В атмосфере непонятного ржания чувствовал я себя неловко. Ржать мне было, прямо скажем, не над чем.
- Куда же мы направимся? - сказала Ирка.
- В Ботанический сад, - сказал я почему-то.
Они на меня посмотрели своими круглыми глазами и захихикали.
- Если хотите, можно пойти в другое место, - сказал я, не представляя, куда еще можно пойти.
- Ой, девочки! - сказала подружка. - Пойдемте в оперу! Ой, там, наверное, сегодня Пинкисевич репетирует! Ой, как он танцует, миленький!
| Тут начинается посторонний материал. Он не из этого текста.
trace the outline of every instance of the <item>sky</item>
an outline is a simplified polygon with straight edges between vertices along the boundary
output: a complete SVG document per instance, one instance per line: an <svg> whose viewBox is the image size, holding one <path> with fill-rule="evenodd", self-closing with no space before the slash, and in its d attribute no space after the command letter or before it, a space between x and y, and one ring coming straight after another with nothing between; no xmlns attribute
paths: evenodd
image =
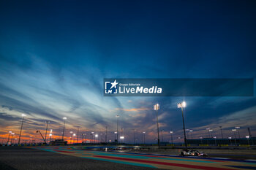
<svg viewBox="0 0 256 170"><path fill-rule="evenodd" d="M0 142L98 134L156 142L159 103L164 141L182 142L181 111L193 137L256 136L251 97L105 97L104 78L255 78L255 1L7 1L0 2ZM209 89L211 90L211 89ZM120 131L120 130L119 130ZM101 135L102 134L102 135ZM30 137L31 136L31 137ZM190 136L189 136L189 139ZM181 137L181 139L178 137Z"/></svg>

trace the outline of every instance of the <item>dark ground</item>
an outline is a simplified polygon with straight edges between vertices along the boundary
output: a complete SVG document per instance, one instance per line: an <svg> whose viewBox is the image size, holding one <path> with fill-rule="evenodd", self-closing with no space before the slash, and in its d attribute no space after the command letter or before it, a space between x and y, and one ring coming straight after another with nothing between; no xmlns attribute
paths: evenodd
<svg viewBox="0 0 256 170"><path fill-rule="evenodd" d="M0 147L0 170L155 169L86 159L22 147Z"/></svg>

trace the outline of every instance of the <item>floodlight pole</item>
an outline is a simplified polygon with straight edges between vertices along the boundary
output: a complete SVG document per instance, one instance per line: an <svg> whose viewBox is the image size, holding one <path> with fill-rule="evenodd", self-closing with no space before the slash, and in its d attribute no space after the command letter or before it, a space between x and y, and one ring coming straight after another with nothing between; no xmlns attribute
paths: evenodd
<svg viewBox="0 0 256 170"><path fill-rule="evenodd" d="M186 150L187 149L187 137L186 137L186 131L185 131L185 123L184 123L184 107L181 107L181 112L182 112L182 121L183 121L183 131L184 133L184 142L185 142L185 147Z"/></svg>
<svg viewBox="0 0 256 170"><path fill-rule="evenodd" d="M22 128L23 128L23 126L24 117L25 117L25 115L22 114L22 123L21 123L20 131L20 135L19 135L19 140L18 140L18 144L20 144L20 136L21 136L21 132L22 132Z"/></svg>
<svg viewBox="0 0 256 170"><path fill-rule="evenodd" d="M46 137L47 137L47 131L48 130L48 124L49 124L49 121L46 121L46 130L45 130L45 143L46 144Z"/></svg>
<svg viewBox="0 0 256 170"><path fill-rule="evenodd" d="M160 149L160 139L159 139L159 127L158 124L158 110L159 109L159 105L158 104L154 105L154 109L157 111L157 144L158 149Z"/></svg>
<svg viewBox="0 0 256 170"><path fill-rule="evenodd" d="M222 133L222 137L223 139L223 134L222 134L222 126L219 126L220 132Z"/></svg>
<svg viewBox="0 0 256 170"><path fill-rule="evenodd" d="M66 119L67 117L63 117L64 123L63 123L63 132L62 132L62 141L64 140L64 134L65 132L65 123L66 123Z"/></svg>

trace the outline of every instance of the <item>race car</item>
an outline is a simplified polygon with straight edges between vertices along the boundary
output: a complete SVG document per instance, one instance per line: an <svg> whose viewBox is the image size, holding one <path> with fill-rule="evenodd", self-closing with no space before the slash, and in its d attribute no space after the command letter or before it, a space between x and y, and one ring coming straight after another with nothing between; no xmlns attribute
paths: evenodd
<svg viewBox="0 0 256 170"><path fill-rule="evenodd" d="M207 156L207 154L203 152L200 152L198 150L184 150L181 152L181 156Z"/></svg>

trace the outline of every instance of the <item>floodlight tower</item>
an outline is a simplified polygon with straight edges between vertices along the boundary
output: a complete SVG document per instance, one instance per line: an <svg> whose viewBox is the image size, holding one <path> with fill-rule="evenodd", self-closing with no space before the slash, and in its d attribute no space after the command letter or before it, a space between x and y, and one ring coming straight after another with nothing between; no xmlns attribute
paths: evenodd
<svg viewBox="0 0 256 170"><path fill-rule="evenodd" d="M64 140L64 134L65 133L65 123L66 123L66 120L67 120L67 117L63 117L63 132L62 132L62 140Z"/></svg>
<svg viewBox="0 0 256 170"><path fill-rule="evenodd" d="M184 142L185 142L185 147L186 150L187 149L187 137L186 137L186 131L185 131L185 123L184 123L184 109L186 107L186 102L183 101L182 103L178 103L177 104L178 108L181 108L182 112L182 121L183 121L183 131L184 134Z"/></svg>
<svg viewBox="0 0 256 170"><path fill-rule="evenodd" d="M158 149L160 149L160 139L159 139L159 127L158 125L158 110L160 109L160 106L159 104L156 104L154 105L154 110L157 111L157 143L158 143Z"/></svg>
<svg viewBox="0 0 256 170"><path fill-rule="evenodd" d="M18 142L18 144L20 144L20 136L21 136L21 132L22 132L22 128L23 126L23 122L24 122L24 117L26 116L25 114L22 114L22 123L21 123L21 126L20 126L20 135L19 135L19 140Z"/></svg>

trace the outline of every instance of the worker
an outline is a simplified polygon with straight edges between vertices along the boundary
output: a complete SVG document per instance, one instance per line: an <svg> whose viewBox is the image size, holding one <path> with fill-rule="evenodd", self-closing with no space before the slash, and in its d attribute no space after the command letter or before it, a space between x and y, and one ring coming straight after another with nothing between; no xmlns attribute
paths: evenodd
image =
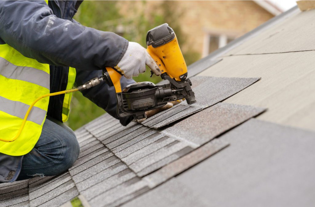
<svg viewBox="0 0 315 207"><path fill-rule="evenodd" d="M82 1L0 1L0 138L16 134L39 96L82 85L101 76L106 67L124 74L123 88L135 82L131 78L144 72L146 64L160 74L139 44L73 19ZM105 81L82 92L123 125L131 121L118 117L115 89ZM72 166L80 148L63 123L71 98L67 94L41 100L19 138L0 141L0 183L55 175Z"/></svg>

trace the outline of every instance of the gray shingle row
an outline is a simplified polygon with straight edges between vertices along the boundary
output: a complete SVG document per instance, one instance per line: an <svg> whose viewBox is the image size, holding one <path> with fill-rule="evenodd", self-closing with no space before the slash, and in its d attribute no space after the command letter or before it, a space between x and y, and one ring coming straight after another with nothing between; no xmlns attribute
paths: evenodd
<svg viewBox="0 0 315 207"><path fill-rule="evenodd" d="M49 179L50 178L50 180ZM29 184L31 206L59 206L79 195L68 172L54 177L36 178Z"/></svg>
<svg viewBox="0 0 315 207"><path fill-rule="evenodd" d="M0 184L0 206L29 206L28 180Z"/></svg>
<svg viewBox="0 0 315 207"><path fill-rule="evenodd" d="M240 78L196 76L191 80L197 102L184 102L159 113L141 123L155 129L165 127L221 101L255 83L260 78Z"/></svg>

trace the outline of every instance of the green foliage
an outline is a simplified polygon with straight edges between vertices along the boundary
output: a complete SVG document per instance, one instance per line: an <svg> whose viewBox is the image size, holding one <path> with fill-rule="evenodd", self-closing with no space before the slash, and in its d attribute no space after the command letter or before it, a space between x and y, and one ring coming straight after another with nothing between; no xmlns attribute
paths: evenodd
<svg viewBox="0 0 315 207"><path fill-rule="evenodd" d="M183 11L178 11L178 9L177 4L180 3L176 1L162 2L160 7L162 13L158 14L152 12L149 14L148 16L145 13L146 11L140 11L136 7L133 7L130 9L133 9L134 13L137 15L132 17L132 19L123 18L119 14L117 3L116 1L85 1L80 6L74 19L85 26L115 32L129 41L138 42L145 47L146 47L146 38L147 31L167 23L174 30L180 46L186 44L187 37L182 31L177 21L183 14ZM141 3L145 4L147 2L142 1ZM121 31L121 28L123 31ZM187 65L200 57L200 55L194 51L182 51L182 52ZM150 78L150 70L147 67L145 73L134 77L134 79L137 82L150 81L154 83L161 80L160 77L154 75ZM104 113L103 109L84 97L81 93L75 93L69 120L66 123L72 128L75 130Z"/></svg>
<svg viewBox="0 0 315 207"><path fill-rule="evenodd" d="M70 202L71 203L71 205L73 207L83 207L83 205L81 203L81 201L77 197L76 197L72 200Z"/></svg>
- Правда, там сегодня Пинкисевич репетирует, - сказал я обрадованно, всовывая ей пропуск. - Он там сегодня точно репетирует.
- Ой, может быть, мы вдвоем пойдем, - сказала Ирка. - Неужели он сегодня репетирует? У тебя есть, Нинка, деньги? Купим цветы Олежке?
- Пойдемте, я вам куплю цветы, - сказал я. - И можете себе оставить пропуск. Больше он мне не нужен.
- Живем! - запрыгала Нинка. - Каждый день будем ходить на репетиции!!
- Ходите по очереди, - сказал я, - и фотокарточки меняйте. Сегодня одну приклеили - завтра другую. Печатку подрисуйте. К моей фамилии букву "а" припишите.
- Вот отчебучим! - взвизгнула Нинка. - Мы вас никогда не забудем, вы нас спасли! Чур, я первая!
- Но чтобы завтра - я, - сказала Ирка.
- Не забудьте, кто за кем, - сказал я.
Нинка помахала Ирке и умчалась вприпрыжку с моим пропуском, забыв про цветы.
Купили на углу мороженое. Медленно и молча поплелись к Ботаническому саду. Не вязался у меня с ней разговор никак.